It spills out of him until he's sure his naked ribs are sprawled on her floor, nothing left in him to tell, his voice hoarse. He's on his knees again, retching everything before him, when her cool hand tilts his face up. The pomegranate seeds are scattered behind her, the throne gone.

"Better than music, Samuel, I think - "

She pauses, something like surprise on her face.

"You're too late. Deal's already done."

Sam whips his head up, startled, bitter tears drying on his cheeks.

She looks straight at him.

"I would have.
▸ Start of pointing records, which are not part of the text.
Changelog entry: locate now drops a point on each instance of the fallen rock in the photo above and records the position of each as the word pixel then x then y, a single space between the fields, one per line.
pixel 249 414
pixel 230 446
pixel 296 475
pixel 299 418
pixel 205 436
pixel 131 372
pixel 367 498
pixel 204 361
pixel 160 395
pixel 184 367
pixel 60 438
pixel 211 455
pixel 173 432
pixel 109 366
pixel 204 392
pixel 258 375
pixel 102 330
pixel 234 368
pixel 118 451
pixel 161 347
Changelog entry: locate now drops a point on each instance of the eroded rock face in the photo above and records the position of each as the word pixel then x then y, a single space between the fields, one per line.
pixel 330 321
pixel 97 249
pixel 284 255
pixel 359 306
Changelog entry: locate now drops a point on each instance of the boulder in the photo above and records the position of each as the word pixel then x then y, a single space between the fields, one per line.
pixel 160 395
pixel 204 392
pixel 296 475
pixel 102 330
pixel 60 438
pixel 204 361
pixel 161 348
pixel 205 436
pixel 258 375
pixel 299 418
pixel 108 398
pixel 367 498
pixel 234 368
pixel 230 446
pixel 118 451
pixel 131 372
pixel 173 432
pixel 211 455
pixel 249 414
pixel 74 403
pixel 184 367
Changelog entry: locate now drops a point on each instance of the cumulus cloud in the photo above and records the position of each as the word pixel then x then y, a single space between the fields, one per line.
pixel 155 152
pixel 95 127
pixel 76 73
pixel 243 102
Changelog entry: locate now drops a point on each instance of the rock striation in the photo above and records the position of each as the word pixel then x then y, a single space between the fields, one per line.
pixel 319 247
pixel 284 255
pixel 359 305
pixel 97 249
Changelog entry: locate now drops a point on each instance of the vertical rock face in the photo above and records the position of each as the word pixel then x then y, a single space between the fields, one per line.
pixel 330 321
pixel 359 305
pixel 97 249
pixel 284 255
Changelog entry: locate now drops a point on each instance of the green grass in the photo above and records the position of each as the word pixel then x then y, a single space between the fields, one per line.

Maybe I'll see you again."

Someone else is there, back turned. Broad shoulders and bowed head. Sam can't breathe, cold and drained.

"Dean?"

He feels like a child walking towards his brother, stumbling on tired legs and empty torso. Dean glows in the half light, skin so beautifully alive with warmth, the edge of his face gilded like a bust he's so still.

"He can't look at you," she tells him. "He can't look back."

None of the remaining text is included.